Thousands weigh in on coal export plan

SEATTLE — Regulators have received an unprecedented number of public comments on a disputed proposal to export millions of tons of coal to Asia from a facility along the Columbia River in Washington.

The Army Corps of Engineers, Washington’s Ecology Department and Cowlitz County are preparing to sift through more than 163,000 comments to decide which environmental effects should be reviewed.

“This obviously is more comments than we’ve had for most projects we’ve been involved in,” said Ecology spokeswoman Linda Kent. “What I’m hearing is that they haven’t seen this level before.”

Millennium Bulk Terminals-Longview, owned by Ambre Energy and Arch Coal Inc., wants to build and operate a $650 million terminal at Longview to export coal from Montana and Wyoming to Asia. The coal would be carried on trains to the dock, which would ultimately be able to handle 44 million metric tons of coal a year.

It’s one of three coal-export docks proposed in Washington and Oregon. The others are projects near Bellingham and Boardman, Ore.

Millennium officials have said the Longview facility would create jobs and generate millions during construction and through yearly state and local tax revenues. The terminal, once fully operational, would produce 300 direct and indirect permanent jobs.

The scoping comment period ends Nov. 18 and is only the first step in a lengthy, years-long process to determine the project’s environmental effects. Such a review is required before many local, state and federal permits can be approved. The county and state is conducting one review, while the army corps is doing a separate one.

Five public meetings held throughout the state drew thousands of people, and many businesses, groups, legislators and cities throughout the region have weighed in.

Environmental groups and others say they want to make sure that a full range of impacts are studied, from the time the coal is mined in the Rockies to its travels on trains to Washington to its ultimate burning for electricity in Asia.

“These proposals touch so many lives. You have trains going through community. Coal dust coming off the cars.

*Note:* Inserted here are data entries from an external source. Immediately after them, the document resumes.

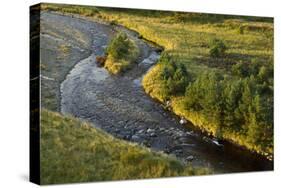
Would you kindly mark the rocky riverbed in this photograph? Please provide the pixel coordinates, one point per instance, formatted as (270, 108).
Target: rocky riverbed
(118, 104)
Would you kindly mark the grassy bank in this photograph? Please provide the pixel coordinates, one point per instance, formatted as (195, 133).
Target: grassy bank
(227, 86)
(121, 54)
(75, 151)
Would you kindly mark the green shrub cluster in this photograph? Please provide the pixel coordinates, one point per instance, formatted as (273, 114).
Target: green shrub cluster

And you have the problem of climate change that concerns a lot of people in Washington state,” said Kerry McHugh, a spokeswoman for the Washington Environmental Council.

The National Park Service, the governors of Oregon and Washington and others have asked regulators to look at the cumulative effects of proposed projects in Washington and Oregon and to consider the impacts beyond the two states.

Meanwhile, the U.S. Chamber of Commerce and other groups have asked for a narrower focus, saying there’s no precedent for such a far-reaching analysis of coal exports from the Northwest to other parts of the world.

Last July, Ecology said it would consider a sweeping look at the Gateway Pacific terminal coal-export dock proposed near Bellingham, including train traffic and the global-warming effects of burning the exported coal in Asia.